Modeling the evolution of the US opioid crisis for national policy development

June 1, 2022

Published in the Proceedings of the National Academy of Sciences (PNAS)

Link to the full text


The opioid crisis is a major public health challenge in the United States, killing about 70,000 people in 2020 alone. Long delays and feedbacks between policy actions and their effects on drug-use behavior create dynamic complexity, complicating policy decision-making. In 2017, the National Academies of Sciences, Engineering, and Medicine called for a quantitative systems model to help understand and address this complexity and guide policy decisions. Here, we present SOURCE (Simulation of Opioid Use, Response, Consequences, and Effects), a dynamic simulation model developed in response to that charge. SOURCE tracks the US population aged ≥12 y through the stages of prescription and illicit opioid (e.g., heroin, illicit fentanyl) misuse and use disorder, addiction treatment, remission, and overdose death.
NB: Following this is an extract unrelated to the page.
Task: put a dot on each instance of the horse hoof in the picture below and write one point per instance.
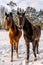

Using data spanning from 1999 to 2020, we highlight how risks of drug use initiation and overdose have evolved in response to essential endogenous feedback mechanisms, including: 1) social influence on drug use initiation and escalation among people who use opioids; 2) risk perception and response based on overdose mortality, influencing potential new initiates; and 3) capacity limits on treatment engagement; as well as other drivers, such as 4) supply-side changes in prescription opioid and heroin availability; and 5) the competing influences of illicit fentanyl and overdose death prevention efforts. Our estimates yield a more nuanced understanding of the historical trajectory of the crisis, providing a basis for projecting future scenarios and informing policy planning.